28 January 2010

Vegetable Beds are for Vegetables

I built the second bed today, but there is much more dirt to put in it. I would have finished it but I decided it was time to go through the stack of old lumber in our shed and figure out how many boards and what sizes we actually had so I knew how many beds I could build. Yesterday I was looking at an amorphous pile of wood and thinking there was no way I had enough to build all the beds we'd planned. Once organized it turned out the pile was in fact much larger.

Now of course I'm rethinking where I want to put all the beds. Last year I dug a bed at the edge of our parking area (a large gravel patch in front of the house) where I thought at the time everything would get enough sun to be productive without getting so much sun that it would all dry out.

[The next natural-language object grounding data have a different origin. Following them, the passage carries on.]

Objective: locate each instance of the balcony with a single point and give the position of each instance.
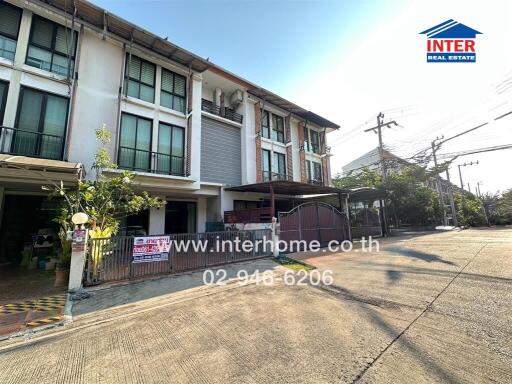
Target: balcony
(272, 176)
(21, 142)
(225, 112)
(133, 159)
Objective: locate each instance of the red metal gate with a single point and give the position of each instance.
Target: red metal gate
(314, 221)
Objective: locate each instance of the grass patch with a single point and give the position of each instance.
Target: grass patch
(292, 264)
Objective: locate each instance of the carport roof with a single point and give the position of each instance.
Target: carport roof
(291, 188)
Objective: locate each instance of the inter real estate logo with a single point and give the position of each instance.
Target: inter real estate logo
(451, 42)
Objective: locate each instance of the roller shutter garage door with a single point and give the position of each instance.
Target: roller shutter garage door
(221, 153)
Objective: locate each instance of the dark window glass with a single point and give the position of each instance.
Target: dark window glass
(135, 143)
(265, 158)
(173, 93)
(277, 128)
(10, 17)
(40, 125)
(265, 124)
(51, 47)
(278, 166)
(171, 149)
(315, 144)
(140, 79)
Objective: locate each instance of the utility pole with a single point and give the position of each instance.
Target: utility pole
(438, 178)
(378, 130)
(460, 173)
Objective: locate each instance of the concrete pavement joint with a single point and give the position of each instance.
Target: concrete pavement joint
(426, 309)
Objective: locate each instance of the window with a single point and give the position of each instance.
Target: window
(240, 205)
(315, 144)
(314, 172)
(172, 94)
(278, 166)
(307, 147)
(40, 125)
(135, 143)
(274, 165)
(10, 18)
(51, 47)
(171, 149)
(4, 87)
(274, 131)
(277, 128)
(265, 122)
(140, 79)
(265, 158)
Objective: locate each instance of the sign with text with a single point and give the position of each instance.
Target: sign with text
(148, 249)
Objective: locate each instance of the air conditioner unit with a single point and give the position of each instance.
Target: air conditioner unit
(236, 98)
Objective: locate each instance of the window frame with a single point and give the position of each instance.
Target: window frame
(275, 129)
(172, 126)
(4, 101)
(128, 78)
(13, 37)
(136, 149)
(52, 50)
(42, 116)
(173, 94)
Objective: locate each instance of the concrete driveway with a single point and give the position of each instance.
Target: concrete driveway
(431, 308)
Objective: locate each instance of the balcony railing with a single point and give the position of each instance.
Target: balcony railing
(22, 142)
(254, 215)
(272, 176)
(225, 112)
(154, 162)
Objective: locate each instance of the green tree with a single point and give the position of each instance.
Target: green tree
(106, 199)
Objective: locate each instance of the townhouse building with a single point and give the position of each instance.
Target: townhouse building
(190, 130)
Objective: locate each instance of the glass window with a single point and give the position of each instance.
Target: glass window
(265, 124)
(278, 166)
(140, 79)
(41, 125)
(10, 17)
(51, 47)
(4, 87)
(171, 149)
(135, 143)
(315, 144)
(172, 94)
(277, 128)
(265, 159)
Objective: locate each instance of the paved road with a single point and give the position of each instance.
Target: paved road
(431, 308)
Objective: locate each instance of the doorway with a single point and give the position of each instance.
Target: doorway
(180, 217)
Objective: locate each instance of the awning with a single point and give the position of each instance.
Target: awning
(364, 194)
(31, 163)
(290, 188)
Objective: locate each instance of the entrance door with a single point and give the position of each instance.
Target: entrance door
(180, 217)
(314, 221)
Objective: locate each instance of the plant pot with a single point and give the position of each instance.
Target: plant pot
(61, 277)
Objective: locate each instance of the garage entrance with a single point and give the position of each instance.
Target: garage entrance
(314, 221)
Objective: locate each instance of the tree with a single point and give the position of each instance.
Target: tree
(106, 200)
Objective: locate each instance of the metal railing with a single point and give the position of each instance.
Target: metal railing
(225, 112)
(147, 161)
(111, 259)
(22, 142)
(253, 215)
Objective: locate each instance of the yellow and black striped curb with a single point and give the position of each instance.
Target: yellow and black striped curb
(40, 322)
(41, 305)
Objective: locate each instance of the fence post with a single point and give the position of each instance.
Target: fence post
(78, 256)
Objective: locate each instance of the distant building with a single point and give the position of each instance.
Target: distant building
(371, 160)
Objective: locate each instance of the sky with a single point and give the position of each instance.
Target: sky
(349, 60)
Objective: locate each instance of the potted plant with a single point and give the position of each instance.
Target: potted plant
(62, 270)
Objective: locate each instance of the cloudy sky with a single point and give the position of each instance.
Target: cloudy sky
(349, 60)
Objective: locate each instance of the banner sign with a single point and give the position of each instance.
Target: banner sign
(148, 249)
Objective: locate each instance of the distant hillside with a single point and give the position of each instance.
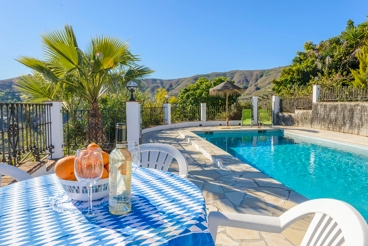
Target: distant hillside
(7, 84)
(255, 82)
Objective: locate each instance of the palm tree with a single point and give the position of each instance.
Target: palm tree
(68, 73)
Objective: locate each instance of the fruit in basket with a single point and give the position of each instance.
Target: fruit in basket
(64, 168)
(105, 155)
(105, 174)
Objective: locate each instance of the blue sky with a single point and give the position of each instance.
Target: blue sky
(179, 38)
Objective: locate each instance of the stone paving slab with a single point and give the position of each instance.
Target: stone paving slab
(233, 186)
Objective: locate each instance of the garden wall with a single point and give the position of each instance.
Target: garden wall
(337, 116)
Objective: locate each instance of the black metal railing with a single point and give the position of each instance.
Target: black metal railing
(25, 132)
(343, 94)
(185, 113)
(291, 104)
(75, 130)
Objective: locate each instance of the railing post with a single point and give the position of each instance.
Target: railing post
(167, 113)
(203, 112)
(316, 93)
(133, 121)
(275, 108)
(57, 137)
(255, 110)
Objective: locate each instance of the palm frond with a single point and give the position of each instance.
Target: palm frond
(36, 89)
(38, 66)
(61, 47)
(109, 51)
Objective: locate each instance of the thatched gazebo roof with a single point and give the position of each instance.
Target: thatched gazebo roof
(225, 88)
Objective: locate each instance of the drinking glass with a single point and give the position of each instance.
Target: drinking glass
(133, 147)
(88, 169)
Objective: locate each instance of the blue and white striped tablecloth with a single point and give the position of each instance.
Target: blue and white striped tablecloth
(167, 210)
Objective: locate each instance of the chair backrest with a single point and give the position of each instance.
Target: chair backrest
(159, 156)
(14, 172)
(334, 223)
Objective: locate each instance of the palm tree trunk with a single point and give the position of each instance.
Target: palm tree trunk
(95, 129)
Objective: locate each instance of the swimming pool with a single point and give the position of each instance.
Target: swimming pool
(310, 167)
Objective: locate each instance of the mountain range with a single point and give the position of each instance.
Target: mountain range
(255, 82)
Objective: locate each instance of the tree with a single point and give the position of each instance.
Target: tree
(70, 73)
(199, 92)
(9, 96)
(361, 75)
(329, 63)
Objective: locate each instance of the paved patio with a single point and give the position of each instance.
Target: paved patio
(240, 188)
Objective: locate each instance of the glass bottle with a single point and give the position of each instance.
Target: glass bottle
(120, 175)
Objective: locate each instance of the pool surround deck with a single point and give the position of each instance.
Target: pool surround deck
(238, 187)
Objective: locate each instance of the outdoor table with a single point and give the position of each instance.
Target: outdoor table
(166, 210)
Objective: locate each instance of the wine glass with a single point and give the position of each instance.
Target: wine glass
(88, 169)
(133, 147)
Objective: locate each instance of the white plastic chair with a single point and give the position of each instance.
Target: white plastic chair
(159, 156)
(14, 172)
(335, 222)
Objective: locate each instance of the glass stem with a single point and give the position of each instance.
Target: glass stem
(90, 199)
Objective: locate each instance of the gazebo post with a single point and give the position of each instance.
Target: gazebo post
(227, 88)
(227, 114)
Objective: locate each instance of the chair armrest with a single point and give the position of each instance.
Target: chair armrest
(245, 221)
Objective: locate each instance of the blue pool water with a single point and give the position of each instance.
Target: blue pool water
(312, 168)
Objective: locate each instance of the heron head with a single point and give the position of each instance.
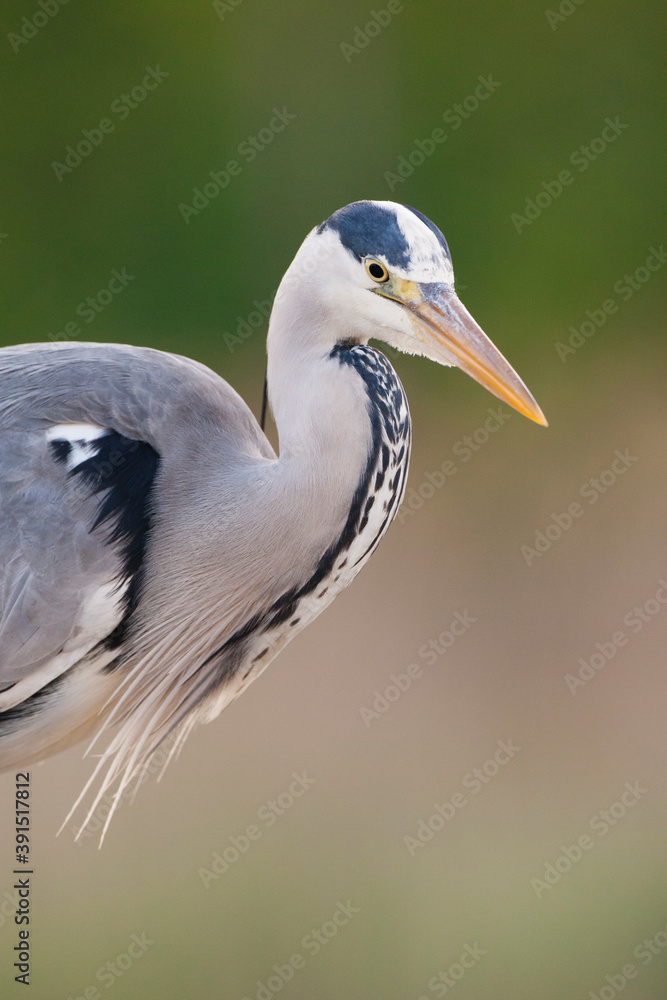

Then last year went on to be the wettest one of the decade, and the shade level was much too high. Gardeners will appreciate this: despite having three healthy plants, we never got one single zucchini. Really! This year I tried to pick sunnier sites, but I find myself doubting a few of my selections. The bed I built today is just under 2/3 the size of what I had planned to put in that location--eleven feet long instead of the planned 16. What do you know, I had no 16 foot boards. Do they even cut 16 foot lumber any more? Anyway, I shifted it to the sunnier side of the 16 feet, so I think I've got a good bed. But I wonder about the other three, the Oak Beds on the other side of the yard. The one in front of the woodpile should be fine, but the rest... I don't know. I have to call in Smittywife for an opinion.

I also continued mucking out the chicken coops, which is as disgusting as you assume it is. I had the wheelbarrow about 3/4 full of shit when it got unbalanced and tipped over. I was inside the coop at the time so it didn't get all over me at least, but it meant I had to scoop the same shit twice. Oy.

The real problem is this: vegetable beds are for vegetables. I noticed this afternoon when I went to add the last few scoops of dirt to yesterday's bed that the barn cats had explored the bed last night. At least they didn't do anything in it, but it was full of paw prints. Then I go around the side of the garage to count boards, come back, and the dogs are both in the bed, digging, eating chicken poop (a canine delicacy to judge by their attitudes), having a high old time. They got chased out and I relocated their tie-down farther away. Then I let the chickens out of the coop to roam while I was counting lumber. Again I come back around the garage and there are five chickens in my vegetable bed. The hens had made themselves little nests in there. It was ridiculous. Of course it smells like their coop so I can't blame them, and a little extra fertilizer never hurts, but they shouldn't be nesting in there. Sheesh.